Aquilegia viridiflora 'Chocolate Soldier'
Common Name: columbine
Type: Herbaceous perennial
Family: Ranunculaceae
Zone: 3 to 8
Height: 0.75 to 1.00 feet
Spread: 0.75 to 1.00 feet
Bloom Time: April to May
Bloom Description: Chocolate purple petals and green sepals
Sun: Full sun to part shade
Water: Medium
Maintenance: Low
Flower: Showy, Fragrant
Tolerate: Rabbit, Deer

Culture

Easily grown in average, medium moisture, well-drained soil in full sun to part shade. Prefers deep, rich, moist soils with light to moderate shade. Performs well in sun dappled shade. Tolerates a wide range of soils except heavy, poorly drained ones. Remove flowering stems after bloom to encourage additional bloom. Keep soils uniformly moist after bloom to prolong attractive foliage appearance. When foliage depreciates (often by mid-summer), plants may be cut to the ground. This plant may be grown from seed and may self-seed in the garden under optimum growing conditions.

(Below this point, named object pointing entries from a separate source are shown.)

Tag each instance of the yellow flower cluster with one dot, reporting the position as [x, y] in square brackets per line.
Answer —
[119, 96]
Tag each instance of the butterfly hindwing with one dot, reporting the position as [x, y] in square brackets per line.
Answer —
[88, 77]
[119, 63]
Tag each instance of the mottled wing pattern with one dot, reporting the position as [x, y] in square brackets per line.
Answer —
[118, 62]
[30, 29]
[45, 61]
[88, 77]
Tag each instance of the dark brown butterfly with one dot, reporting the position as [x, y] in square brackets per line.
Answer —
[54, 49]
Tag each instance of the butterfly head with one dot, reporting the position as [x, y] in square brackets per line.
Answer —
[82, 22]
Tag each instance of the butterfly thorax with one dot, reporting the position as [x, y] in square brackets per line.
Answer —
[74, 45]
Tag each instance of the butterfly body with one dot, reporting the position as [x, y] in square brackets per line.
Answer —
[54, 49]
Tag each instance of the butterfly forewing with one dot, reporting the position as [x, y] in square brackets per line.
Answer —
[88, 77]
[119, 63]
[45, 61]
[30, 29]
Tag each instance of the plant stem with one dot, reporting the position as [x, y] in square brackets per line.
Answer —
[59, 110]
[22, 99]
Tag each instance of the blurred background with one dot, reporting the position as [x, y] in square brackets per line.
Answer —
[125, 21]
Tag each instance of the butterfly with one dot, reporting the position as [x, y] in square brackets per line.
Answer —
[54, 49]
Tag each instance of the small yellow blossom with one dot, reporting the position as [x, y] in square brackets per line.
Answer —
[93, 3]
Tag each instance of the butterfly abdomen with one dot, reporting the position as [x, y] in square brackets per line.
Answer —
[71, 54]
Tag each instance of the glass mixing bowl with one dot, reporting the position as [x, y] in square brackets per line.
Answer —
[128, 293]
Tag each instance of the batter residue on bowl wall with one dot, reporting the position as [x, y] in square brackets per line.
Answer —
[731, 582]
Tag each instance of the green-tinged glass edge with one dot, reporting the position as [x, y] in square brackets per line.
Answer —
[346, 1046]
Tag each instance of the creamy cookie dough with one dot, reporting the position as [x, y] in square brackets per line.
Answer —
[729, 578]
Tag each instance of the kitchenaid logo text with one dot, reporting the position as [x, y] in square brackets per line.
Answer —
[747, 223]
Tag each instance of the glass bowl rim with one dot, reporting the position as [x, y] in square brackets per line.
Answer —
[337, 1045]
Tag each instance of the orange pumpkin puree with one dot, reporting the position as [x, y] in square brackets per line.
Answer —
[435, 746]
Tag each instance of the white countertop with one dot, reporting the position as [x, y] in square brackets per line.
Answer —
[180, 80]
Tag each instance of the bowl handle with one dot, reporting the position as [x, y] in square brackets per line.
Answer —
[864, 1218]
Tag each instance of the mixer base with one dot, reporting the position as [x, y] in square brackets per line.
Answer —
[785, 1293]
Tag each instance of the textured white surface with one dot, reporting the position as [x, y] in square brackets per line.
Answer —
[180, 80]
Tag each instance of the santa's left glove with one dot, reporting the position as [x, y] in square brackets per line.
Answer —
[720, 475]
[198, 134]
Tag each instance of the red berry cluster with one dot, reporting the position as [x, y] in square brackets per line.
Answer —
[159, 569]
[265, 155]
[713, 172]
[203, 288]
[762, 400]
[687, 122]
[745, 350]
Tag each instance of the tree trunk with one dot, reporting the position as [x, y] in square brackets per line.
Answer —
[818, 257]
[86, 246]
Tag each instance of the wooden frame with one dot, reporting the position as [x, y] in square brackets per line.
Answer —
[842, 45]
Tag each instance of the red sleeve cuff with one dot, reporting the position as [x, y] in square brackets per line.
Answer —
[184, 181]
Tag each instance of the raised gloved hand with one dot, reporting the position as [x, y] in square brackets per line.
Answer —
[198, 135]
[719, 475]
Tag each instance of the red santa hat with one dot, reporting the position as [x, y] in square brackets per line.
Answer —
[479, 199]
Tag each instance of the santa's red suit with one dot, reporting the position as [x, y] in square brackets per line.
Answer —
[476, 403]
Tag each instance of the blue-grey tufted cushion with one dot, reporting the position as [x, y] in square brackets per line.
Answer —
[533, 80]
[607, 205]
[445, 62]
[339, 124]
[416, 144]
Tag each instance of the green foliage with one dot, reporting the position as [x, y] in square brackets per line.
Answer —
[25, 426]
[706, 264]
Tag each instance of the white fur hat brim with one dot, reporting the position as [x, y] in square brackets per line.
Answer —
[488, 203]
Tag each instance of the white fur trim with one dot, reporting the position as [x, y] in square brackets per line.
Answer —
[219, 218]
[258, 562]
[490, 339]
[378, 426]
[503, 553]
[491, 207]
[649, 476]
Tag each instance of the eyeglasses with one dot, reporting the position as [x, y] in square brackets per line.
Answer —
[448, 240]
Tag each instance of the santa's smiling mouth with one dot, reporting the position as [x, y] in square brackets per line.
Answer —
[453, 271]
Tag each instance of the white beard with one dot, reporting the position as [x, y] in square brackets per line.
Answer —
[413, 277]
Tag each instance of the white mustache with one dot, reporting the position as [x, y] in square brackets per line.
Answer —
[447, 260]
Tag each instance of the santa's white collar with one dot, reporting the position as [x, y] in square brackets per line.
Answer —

Noteworthy Characteristics

Aquilegia viridiflora, commonly known as green columbine, is a compact perennial that typically grows in a mound to only 12” tall. It is native to forests, grassy slopes, valleys, stream banks and wet places in China, Japan and Russia (Siberia). Nodding, sweetly fragrant flowers (each to 3/4” long) feature (a) yellowish-green sepals and petals, (b) yellowish-green to brownish-red petal limbs, and (c) short straight spurs. Flowers bloom in 3-7 flowered cymose inflorescences in spring (April- early June) over biternate blue-green leaves.

Genus name comes from the Latin word for eagle in reference to the flower’s five spurs which purportedly resemble an eagle’s talon.

Specific epithet comes from the Latin word viridiflorus meaning having green flowers.

‘Chocolate Soldier’ features fragrant bi-color flowers with attractive and unusual chocolate purple petals, yellow-green sepals, brown spurs and contrasting yellow anthers.

Problems

No serious insect or disease problems. Susceptible to leaf miner. Watch for columbine borer. Foliage usually declines by mid-summer at which point it should be cut to the ground.

Garden Uses

Compact shape makes this one of the better columbines for rock gardens. Also good in border fronts, cottage gardens, open shade gardens or naturalized areas. Can be effective in the sun-dappled areas of woodland gardens. Continue to water plants after bloom to enjoy the ground cover effect of the attractive foliage.